# Man Ass



## PillarofBalance (Dec 29, 2012)




----------



## staxs (Dec 29, 2012)

*Re: So Sexy*

I just want to get my tongue and mouth all up in that thing !


----------



## Tilltheend (Dec 29, 2012)

*Re: So Sexy*

I want one of those too.


----------



## FreeBirdSam (Dec 29, 2012)

*Re: So Sexy*

I have to admit.     I've never had one


----------



## g0re (Dec 29, 2012)

*Re: So Sexy*

I'm not too big of a mcrib fan,  I'm more of an Anus guy.


----------



## LeanHerm (Dec 29, 2012)

*Re: So Sexy*

I want a mothafuckin mcribb. Actually prob could fuck up like four of them


----------



## mistah187 (Dec 29, 2012)

Oh man I oded on the mcrib first day it came back. Ate three of them. Felt sick for two days. It hurt so good.


----------



## g0re (Dec 29, 2012)

Oh man, the old bait and switch. Good one!!


----------



## IWannaGetBig (Dec 29, 2012)

Uh, WTF...is McRib code for something?


----------



## g0re (Dec 29, 2012)

Wow. Haha POB. Thanks for changing Angus to anus.


----------



## g0re (Dec 29, 2012)

IWannaGetBig said:


> Uh, WTF...is McRib code for something?



Yeah. Its code for man ass.


----------



## staxs (Dec 29, 2012)

Awesome POB you took my MCRIB away !


----------



## SFGiants (Dec 29, 2012)

You guys got burned! =))


----------



## SFGiants (Dec 29, 2012)

Ted's says your all a bunch of McFags.


----------



## FreeBirdSam (Dec 29, 2012)

dammit POB   you got me


----------



## getgains (Dec 29, 2012)

fuk saaaaaaaaaaaaaaaaaakkkkkkkkkkkeeeeees but seriously nice ass homo


----------



## g0re (Dec 29, 2012)

I don't know who's gayer. The guys responding to the man ass. Or the guy who actually googled a picture of a mans ass????


----------



## Tilltheend (Dec 29, 2012)

Thats disgusting!


----------



## Spongy (Dec 29, 2012)

I'm assuming there was a picture there of something other than man ass when this thread was posted?


----------



## LeanHerm (Dec 29, 2012)

*Re: So Sexy*



samcooke said:


> I have to admit.     I've never had one



Well you'll never know how good they are until you try one. Lmao.


----------



## PillarofBalance (Dec 29, 2012)

Spongy said:


> I'm assuming there was a picture there of something other than man ass when this thread was posted?

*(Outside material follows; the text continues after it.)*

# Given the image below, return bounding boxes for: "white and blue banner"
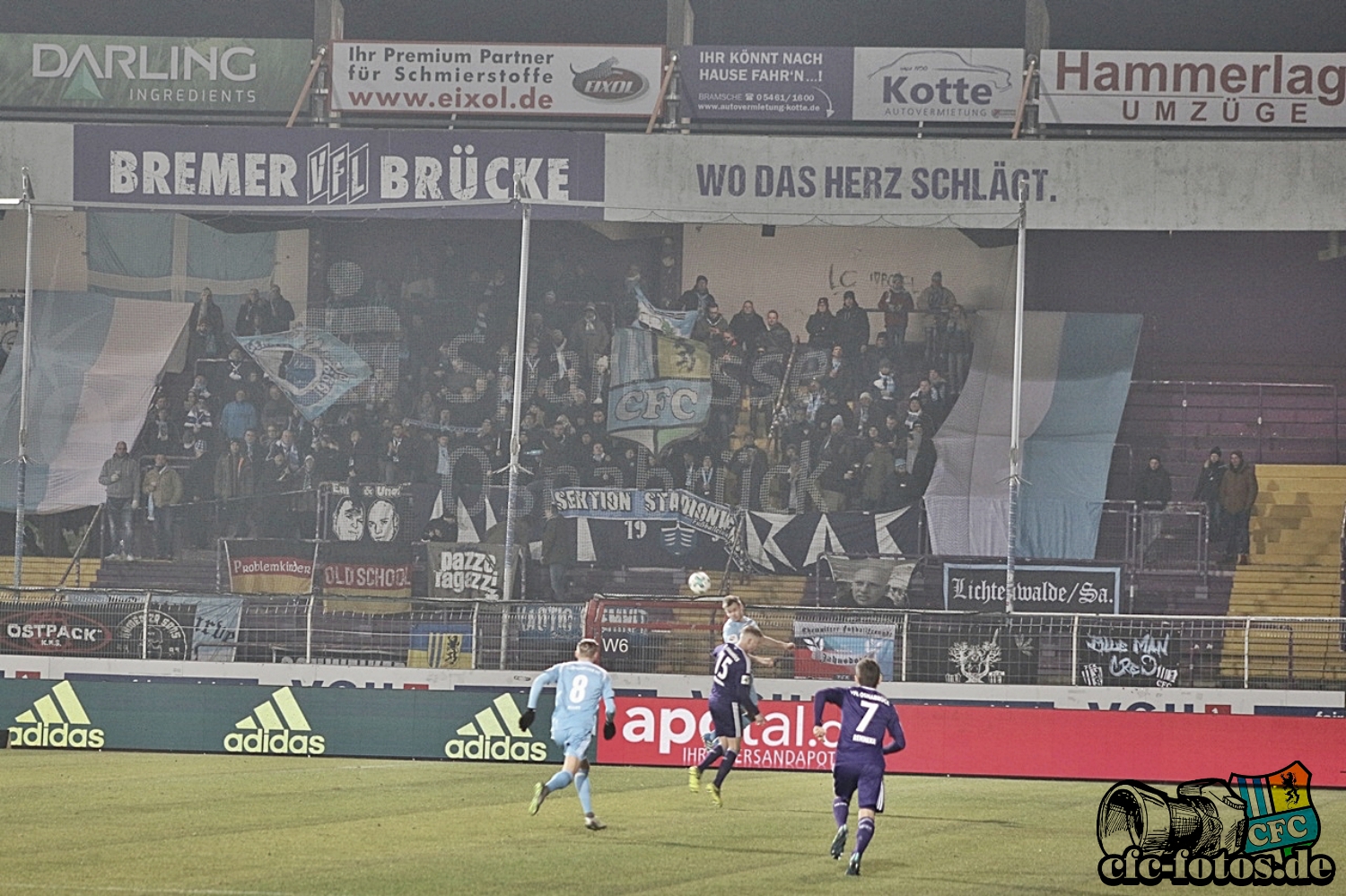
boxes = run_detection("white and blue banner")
[607,327,711,455]
[635,291,700,339]
[239,327,371,420]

Spongy I am the greatest troll to have lived. I used my moderating ninja skills for evil today.


----------



## Georgia (Dec 29, 2012)

Mods delete this thread and everyone in it!


----------



## LeanHerm (Dec 29, 2012)

PillarofBalance said:


> Spongy I am the greatest troll to have lived. I used my moderating ninja skills for evil today.

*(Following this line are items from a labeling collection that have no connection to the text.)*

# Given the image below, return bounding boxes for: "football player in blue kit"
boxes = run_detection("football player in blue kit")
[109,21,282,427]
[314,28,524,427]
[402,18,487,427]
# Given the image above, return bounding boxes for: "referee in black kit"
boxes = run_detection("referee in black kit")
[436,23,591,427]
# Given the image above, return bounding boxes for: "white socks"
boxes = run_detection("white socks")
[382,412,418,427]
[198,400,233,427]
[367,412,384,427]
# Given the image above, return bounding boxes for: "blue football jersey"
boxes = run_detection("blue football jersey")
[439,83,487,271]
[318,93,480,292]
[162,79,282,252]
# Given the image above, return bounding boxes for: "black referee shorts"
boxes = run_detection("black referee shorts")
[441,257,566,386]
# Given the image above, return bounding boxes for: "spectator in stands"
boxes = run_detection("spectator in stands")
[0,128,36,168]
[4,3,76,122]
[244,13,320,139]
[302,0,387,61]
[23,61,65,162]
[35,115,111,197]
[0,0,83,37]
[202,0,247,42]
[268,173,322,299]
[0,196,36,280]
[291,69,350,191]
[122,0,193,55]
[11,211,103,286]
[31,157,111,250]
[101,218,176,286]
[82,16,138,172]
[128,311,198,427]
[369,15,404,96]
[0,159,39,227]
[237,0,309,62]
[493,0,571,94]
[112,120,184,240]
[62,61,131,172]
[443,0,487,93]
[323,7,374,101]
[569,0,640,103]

Being staff does not give you the right to play jokes cause you can. On another hand it's funny and your bday so I will allow this and will not make a big deal about this. Maybe tomorrow I will. Lmao. Grow up pillar!!


----------



## Georgia (Dec 29, 2012)

I kind of like pobs harassing of innocent members. Just don't let it become annoying and tedious. Add pics of boobs in there to break the routine


----------



## PillarofBalance (Dec 29, 2012)

BigHerm said:


> Being staff does not give you the right to play jokes cause you can. On another hand it's funny and your bday so I will allow this and will not make a big deal about this. Maybe tomorrow I will. Lmao. Grow up pillar!!



Thanks boss!


----------



## 63Vette (Dec 29, 2012)

I'm speechless.


----------



## regular (Dec 29, 2012)

Well, I should have known. The title of the thread is Man Ass.


----------



## Jada (Dec 30, 2012)

*Re: So Sexy*



staxs said:


> I just want to get my tongue and mouth all up in that thing !



) LMFAO)


----------



## theminister (Dec 30, 2012)

LMAO! funny... happy birthday dude


----------